Georgia Supreme Court hears arguments over gag order in Grinstead case
Nine justices on the Georgia Supreme Court traveled to Athens on Tuesday morning to listen to arguments from two high-profile cases in a UGA Law School courtroom.
One of those cases was filed by WMAZ and our Atlanta station, WXIA, about a gag order placed on the Tara Grinstead murder case. She was the Irwin County high school teacher and beauty queen who went missing from her home in 2005.
We challenged the gag order in March, shortly after Ryan Duke was charged and arrested with Grinstead's murder nearly 12 years after she went missing.
"As this court knows, this case involves the rarest of judicial remedies -- a prior restraint in the form of a gag order," said WMAZ attorney Derek Bauer. "We respectfully ask the court to vacate that order."

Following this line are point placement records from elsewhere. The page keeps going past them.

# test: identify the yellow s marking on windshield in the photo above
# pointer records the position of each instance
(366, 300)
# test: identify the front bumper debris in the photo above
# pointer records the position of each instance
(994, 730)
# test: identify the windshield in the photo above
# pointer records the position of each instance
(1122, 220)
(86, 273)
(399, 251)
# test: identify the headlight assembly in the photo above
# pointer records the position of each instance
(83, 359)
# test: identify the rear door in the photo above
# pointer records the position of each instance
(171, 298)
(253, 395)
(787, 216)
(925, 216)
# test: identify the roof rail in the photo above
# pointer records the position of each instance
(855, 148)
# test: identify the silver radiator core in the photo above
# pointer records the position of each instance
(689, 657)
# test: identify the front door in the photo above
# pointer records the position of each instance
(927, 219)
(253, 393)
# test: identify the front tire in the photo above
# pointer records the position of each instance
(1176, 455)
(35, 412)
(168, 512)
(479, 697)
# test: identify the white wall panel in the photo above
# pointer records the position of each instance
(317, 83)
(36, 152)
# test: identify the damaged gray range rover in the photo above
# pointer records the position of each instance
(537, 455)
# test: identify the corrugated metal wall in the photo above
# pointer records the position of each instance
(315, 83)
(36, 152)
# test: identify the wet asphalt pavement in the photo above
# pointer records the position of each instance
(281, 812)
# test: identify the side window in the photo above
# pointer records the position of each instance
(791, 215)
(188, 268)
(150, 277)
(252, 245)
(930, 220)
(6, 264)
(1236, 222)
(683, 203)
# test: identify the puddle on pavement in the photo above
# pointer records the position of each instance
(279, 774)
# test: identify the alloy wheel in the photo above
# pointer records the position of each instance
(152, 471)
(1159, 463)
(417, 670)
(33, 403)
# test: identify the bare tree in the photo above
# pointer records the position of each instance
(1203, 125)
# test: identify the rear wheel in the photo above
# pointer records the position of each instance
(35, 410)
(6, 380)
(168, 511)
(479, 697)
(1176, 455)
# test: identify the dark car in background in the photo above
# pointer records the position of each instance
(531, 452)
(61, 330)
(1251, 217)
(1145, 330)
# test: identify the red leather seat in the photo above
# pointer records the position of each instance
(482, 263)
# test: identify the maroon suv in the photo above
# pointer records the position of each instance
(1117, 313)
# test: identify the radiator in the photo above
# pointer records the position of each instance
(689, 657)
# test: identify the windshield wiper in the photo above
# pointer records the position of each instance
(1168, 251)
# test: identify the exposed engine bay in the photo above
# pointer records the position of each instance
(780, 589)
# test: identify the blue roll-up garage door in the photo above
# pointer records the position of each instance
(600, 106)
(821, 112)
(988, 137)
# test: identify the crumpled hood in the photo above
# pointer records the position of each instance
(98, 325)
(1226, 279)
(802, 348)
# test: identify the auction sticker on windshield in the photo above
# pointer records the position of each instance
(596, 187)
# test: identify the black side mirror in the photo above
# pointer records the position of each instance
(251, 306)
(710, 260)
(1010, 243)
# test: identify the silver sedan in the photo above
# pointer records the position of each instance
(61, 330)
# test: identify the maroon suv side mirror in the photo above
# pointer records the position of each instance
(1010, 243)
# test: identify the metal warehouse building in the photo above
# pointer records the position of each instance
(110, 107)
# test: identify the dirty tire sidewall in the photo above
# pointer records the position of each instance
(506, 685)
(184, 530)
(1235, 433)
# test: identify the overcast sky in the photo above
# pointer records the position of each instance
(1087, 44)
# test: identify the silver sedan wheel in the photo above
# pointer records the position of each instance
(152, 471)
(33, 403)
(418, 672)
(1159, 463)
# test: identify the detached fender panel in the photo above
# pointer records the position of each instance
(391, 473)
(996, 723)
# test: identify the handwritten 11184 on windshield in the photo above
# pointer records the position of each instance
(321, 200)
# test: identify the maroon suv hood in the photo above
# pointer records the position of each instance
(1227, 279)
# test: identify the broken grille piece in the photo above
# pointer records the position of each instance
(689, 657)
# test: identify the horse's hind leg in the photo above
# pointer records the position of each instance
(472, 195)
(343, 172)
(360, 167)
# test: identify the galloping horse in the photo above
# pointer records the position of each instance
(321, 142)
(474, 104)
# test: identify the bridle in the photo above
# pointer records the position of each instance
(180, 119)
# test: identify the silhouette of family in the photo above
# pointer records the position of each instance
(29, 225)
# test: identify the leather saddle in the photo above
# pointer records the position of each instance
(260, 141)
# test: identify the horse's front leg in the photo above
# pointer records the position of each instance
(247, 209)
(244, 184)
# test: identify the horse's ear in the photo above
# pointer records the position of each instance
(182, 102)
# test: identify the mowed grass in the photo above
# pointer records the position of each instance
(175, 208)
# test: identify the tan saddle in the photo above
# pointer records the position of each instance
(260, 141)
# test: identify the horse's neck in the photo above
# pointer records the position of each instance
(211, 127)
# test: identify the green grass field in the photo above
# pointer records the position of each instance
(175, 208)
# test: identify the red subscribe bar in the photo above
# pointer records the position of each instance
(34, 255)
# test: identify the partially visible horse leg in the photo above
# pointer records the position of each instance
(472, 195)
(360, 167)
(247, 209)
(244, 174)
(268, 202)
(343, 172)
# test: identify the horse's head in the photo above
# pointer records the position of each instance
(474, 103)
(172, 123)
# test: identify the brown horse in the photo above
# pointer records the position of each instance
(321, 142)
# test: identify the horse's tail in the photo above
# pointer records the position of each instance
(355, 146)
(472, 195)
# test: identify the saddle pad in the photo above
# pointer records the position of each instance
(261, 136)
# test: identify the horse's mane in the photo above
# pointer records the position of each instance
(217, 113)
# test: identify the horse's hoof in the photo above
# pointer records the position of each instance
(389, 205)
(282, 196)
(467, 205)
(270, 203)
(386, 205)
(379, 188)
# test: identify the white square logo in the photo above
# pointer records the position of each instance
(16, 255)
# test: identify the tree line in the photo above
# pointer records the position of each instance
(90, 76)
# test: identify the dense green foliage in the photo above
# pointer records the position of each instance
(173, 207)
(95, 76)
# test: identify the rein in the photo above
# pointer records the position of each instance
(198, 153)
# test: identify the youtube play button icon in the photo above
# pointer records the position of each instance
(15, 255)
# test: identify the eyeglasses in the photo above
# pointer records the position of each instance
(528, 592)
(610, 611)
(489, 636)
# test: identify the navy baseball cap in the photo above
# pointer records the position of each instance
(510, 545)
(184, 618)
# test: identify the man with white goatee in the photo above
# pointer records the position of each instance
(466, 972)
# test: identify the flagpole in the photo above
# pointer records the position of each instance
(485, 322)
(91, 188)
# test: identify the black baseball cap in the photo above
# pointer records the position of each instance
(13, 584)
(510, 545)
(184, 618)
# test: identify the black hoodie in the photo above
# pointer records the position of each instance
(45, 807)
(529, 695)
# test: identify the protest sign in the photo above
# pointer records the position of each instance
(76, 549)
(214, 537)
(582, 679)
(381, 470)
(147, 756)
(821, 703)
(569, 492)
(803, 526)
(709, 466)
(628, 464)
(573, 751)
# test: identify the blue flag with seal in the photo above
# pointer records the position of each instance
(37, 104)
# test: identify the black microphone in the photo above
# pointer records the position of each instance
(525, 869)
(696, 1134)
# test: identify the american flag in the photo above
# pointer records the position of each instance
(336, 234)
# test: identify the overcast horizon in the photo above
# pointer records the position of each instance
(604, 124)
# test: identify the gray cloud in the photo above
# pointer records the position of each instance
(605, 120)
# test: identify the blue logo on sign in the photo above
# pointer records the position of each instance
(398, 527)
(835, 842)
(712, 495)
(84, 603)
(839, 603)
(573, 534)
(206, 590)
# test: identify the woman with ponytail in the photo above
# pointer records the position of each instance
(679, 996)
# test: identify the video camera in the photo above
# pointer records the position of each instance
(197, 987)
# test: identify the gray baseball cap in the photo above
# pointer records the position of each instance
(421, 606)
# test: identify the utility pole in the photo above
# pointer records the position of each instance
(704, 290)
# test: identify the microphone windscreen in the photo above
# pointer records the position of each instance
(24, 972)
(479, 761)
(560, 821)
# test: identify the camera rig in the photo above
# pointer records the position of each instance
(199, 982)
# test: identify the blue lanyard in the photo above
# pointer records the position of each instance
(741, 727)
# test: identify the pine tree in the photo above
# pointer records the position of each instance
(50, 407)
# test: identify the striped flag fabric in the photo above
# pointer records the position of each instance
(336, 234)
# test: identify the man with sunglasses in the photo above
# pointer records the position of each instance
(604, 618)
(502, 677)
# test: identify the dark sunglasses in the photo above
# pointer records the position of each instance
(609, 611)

The order prohibits the media from speaking to virtually anyone associated with the case. Bauer says it violates the media's first amendment right to gather and report the news, and implementing it was unnecessary.
Bauer says Irwin County Judge Melanie Cross didn't fully explore other options, like a change of venue.
"The right of free expression, the right of speech, and the protection against prior restraints is the chief protection and chief guarantee of the first amendment," said Bauer.
The argument comes from the clash between 1st and 6th Amendment rights. Duke's public defender Michael Gowen says his client has the right to a fair trial.
"I don't think this gag order prohibits them [the media] from being able to to cover the case. I think what it does is limits what they want to get into... the sordid details... the kind of things we would get into during a trial of the case, but I don't think it limits their ability to cover the case and inform the public on the progress of what's going on," said Gowen.
But Bauer says the order does limit the media's resources and the public's right to be informed.
The justices asked Gowen for examples of pre-judicial coverage from the media that might hinder a trial, but he didn't present any.
The Georgia Supreme Court now has up to two terms to send down an opinion and that could take up to nine months, according to Bauer.